With a decade of sustained economic growth, increasing demand for African minerals and oil, and a falling number of conflicts, the trend lines for some countries in sub-Saharan Africa are finally starting to look pretty good.
A new World Bank report, issued last week, has gone as far as to say that 2005 may be the year when Africa "turned the corner" from poverty and debt to prosperity and wealth. In a continent that was once almost entirely dependent on foreign aid, there are now 16 countries that have achieved annual growth rates in excess of 4.5 percent for more than a decade.
"Africa today is a continent on the move, making tangible progress on delivering better health, education, growth, trade, and poverty-reduction outcomes," said Gobind Nankani, the World Bank vice president for the Africa region.
The African Development Indicators for 2006 report, of course, doesn't pretend that all of Africa's problems have been solved – from the spread of HIV-AIDS to continued conflicts in Sudan and Somalia to the persistent lack of basic services, such as water, sanitation, and education. But for a continent that has gotten used to hearing glass-half-empty analysis of what has gone wrong, the report has decidedly emphasized what has gone right.
"While economic outcomes are increasingly diverse, Africa has made near uniform progress in social outcomes, notably education and health," explained John Page, the World Bank's Chief Economist for the Africa Region.
It is the very diversity of Africa – with fast-growing oil states like Equatorial Guinea and rapidly-declining states like Zimbabwe – that makes any sweeping statement imprecise at best. Yet here are a few encouraging trend lines that are starting to have repercussions of the positive sort.
•The number of conflicts in Africa has dropped to just five in 2005, from a peak of 16 in 2002.
•During the past two decades, fertility rates have dropped in every African country. The greatest drop in fertility is found in Namibia to 3.8 in 2004 from 5.9 in 1990, followed by Rwanda, to 5.5 (2004) from 7.4 (1990).
•Several African countries, including Senegal, Mozambique, Burkina Faso, Cameroon, Uganda, and Ghana are on course to cut the number of people living in poverty by half by 2010. Cutting poverty is one of the Millennium Development Goals agreed to by 189 nations in New York in 2000.
•Enrollment in primary schools has increased continentwide to 93 percent in 2004 from 72 percent in 1990, and literacy rates have consequently risen to 65 percent in 2002 from 50 percent in 1997.
Yet amid these positive trends, there are darker clouds as well.
•Almost half of Africa's population still lives below the poverty line, which the World Bank defines as an income of less than $1 a day.
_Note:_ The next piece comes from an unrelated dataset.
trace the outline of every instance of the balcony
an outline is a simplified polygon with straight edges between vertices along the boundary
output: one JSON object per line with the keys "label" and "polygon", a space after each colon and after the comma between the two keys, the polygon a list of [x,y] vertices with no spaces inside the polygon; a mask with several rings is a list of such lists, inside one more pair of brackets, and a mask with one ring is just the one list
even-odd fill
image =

•African economies must grow at about an annual rate of 7 percent – on a par with India and China – in order to meet their target of cutting poverty in half by 2015. Governments must also either invest or encourage investment of at least 5 percent of their gross domestic product in infrastructure in order for their economies to continue growing.
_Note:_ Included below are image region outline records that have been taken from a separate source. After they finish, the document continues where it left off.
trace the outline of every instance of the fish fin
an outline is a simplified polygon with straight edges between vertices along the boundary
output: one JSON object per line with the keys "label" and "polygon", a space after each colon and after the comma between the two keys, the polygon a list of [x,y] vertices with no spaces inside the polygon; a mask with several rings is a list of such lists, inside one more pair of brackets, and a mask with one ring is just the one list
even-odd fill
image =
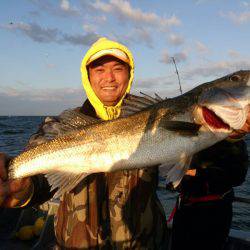
{"label": "fish fin", "polygon": [[197,135],[201,125],[183,121],[162,121],[160,126],[167,130],[188,136]]}
{"label": "fish fin", "polygon": [[67,109],[63,111],[58,119],[64,125],[64,128],[68,129],[79,129],[92,125],[98,122],[97,119],[88,115],[82,114],[74,109]]}
{"label": "fish fin", "polygon": [[81,173],[81,174],[73,174],[73,173],[65,173],[65,172],[50,172],[45,175],[47,178],[49,185],[51,186],[50,191],[58,189],[54,194],[53,198],[59,198],[64,193],[71,191],[76,185],[87,177],[89,174]]}
{"label": "fish fin", "polygon": [[155,97],[151,97],[150,95],[144,94],[142,92],[140,93],[142,96],[132,94],[126,95],[121,108],[121,117],[132,115],[164,100],[156,93]]}
{"label": "fish fin", "polygon": [[159,175],[165,177],[167,182],[171,182],[173,187],[176,188],[186,171],[188,170],[192,156],[182,157],[181,160],[175,164],[163,163],[159,166]]}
•Inadequate roads, inefficient ports, and power outages have helped make Africa home to six of the 10 countries judged to be the most difficult environments in which to start a business, according to a recent World Bank study. The lack of foreign investment – Africa received just 1.6 percent of all foreign direct investment ($10.1 billion) in 2005 – means fewer jobs to relieve poverty.